Ukraine parliament OKs pivotal EU pact

Doug Stanglin
USA TODAY
Ukrainian servicemen patrol in the Donetsk region on Monday.

Ukraine's parliament moved Tuesday to resolve months of crisis by ratifying an agreement strengthening ties with the European Union while loosening some controls over its rebellious eastern regions.

Parliament's actions will lower trade tariffs between Europe and Ukraine, require Ukrainian goods to meet European regulatory standards and force the government to begin political and economic reforms.

After parliament ratified the measure, lawmakers leapt to their feet to applaud and sing the Ukrainian national anthem. A live broadcast of the session was beamed to the European Parliament.

A dispute over the agreement triggered last year's street protests when then-president Viktor Yanukovych shelved the deal, which Russia also opposed. After protests spiraled into violence, Yanukovych, an ally of Russian President Vladimir Putin, fled the country and was formally ousted.

The current president, Petro Poroshenko, called Tuesday's vote a "first but very decisive step" toward bringing Ukraine fully into the European Union.

He said Ukrainians who died in protests and the eastern fighting "have died not only for their motherland. They gave up their lives for us to take a dignified place among the European family."

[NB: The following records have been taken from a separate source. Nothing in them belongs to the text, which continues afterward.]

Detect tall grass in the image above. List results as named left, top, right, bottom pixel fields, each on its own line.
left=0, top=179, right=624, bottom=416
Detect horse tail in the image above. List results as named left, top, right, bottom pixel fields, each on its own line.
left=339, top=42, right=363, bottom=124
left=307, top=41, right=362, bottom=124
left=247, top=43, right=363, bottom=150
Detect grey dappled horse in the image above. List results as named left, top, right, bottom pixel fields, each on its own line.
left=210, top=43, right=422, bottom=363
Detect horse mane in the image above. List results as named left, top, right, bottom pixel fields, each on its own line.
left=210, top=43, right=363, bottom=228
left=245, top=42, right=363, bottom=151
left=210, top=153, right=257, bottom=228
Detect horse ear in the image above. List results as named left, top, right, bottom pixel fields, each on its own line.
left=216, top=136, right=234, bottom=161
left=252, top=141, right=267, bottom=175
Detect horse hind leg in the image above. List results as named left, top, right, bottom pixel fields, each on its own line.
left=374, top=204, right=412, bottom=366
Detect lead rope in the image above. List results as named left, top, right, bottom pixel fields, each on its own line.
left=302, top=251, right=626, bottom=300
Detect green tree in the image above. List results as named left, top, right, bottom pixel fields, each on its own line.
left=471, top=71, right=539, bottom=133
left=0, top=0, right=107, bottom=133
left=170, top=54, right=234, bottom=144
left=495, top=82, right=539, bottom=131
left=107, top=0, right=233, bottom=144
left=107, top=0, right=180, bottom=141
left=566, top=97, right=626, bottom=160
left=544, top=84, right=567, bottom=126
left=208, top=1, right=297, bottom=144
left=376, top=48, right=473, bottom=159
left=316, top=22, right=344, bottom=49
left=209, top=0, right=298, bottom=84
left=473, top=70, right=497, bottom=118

Earlier Tuesday, the parliament also approved laws granting temporary self-rule to pro-Russian regions in the eastern part of Ukraine, as well as amnesty for many of those involved in the fighting. The lawmakers took that action behind closed doors, in contrast to the fanfare of the vote on the European agreement.

One of the laws calls for three years of self-rule in parts of eastern Ukraine and for local elections in November.

Alexander Zakharchenko, the leader of the rebels in the Donetsk region, told Russia's RIA Novosti news agency that the separatist leadership would study the measures.

The U.S. State Department congratulated the Ukrainian lawmakers.

"By forging ahead with this agreement in the face of great challenges, Ukraine's leaders have carried out the will of the Ukrainian people, who demonstrated their overwhelming support for further integration with Europe last winter and with their votes in the May 25 presidential elections," said Marie Harf, deputy spokeswoman at the State Department.

Harf also applauded the passage of the amnesty and self-rule measures, saying they were "two important commitments Ukraine made in the Minsk cease-fire agreement on Sept. 5." She urged Russia and the separatists to begin immediate and full implementation of the cease-fire agreement.

More than 3,000 people have died in fighting between Ukrainian armed forces and pro-Russian separatists.

Russia has voiced objections to the EU deal because it weakens Ukraine's economic bonds to Russia and effectively took it out of any Russian-based common market.

The Russian media has claimed a measure of victory for the Kremlin over the issue because newly negotiated terms of the EU free trade agreement will delay its implementation until the end of 2015, keeping in place Ukraine's free trade agreement within the Commonwealth of Independent States, made up of many former Soviet Republics.

Russia has warned it would regard any "'creeping" implementation of the Ukraine-EU deal beforehand to be a violation of the CIS preferential trade pact, giving Moscow the right to cancel it outright with Ukraine, the state-run Russian news agency ITAR-TASS reports.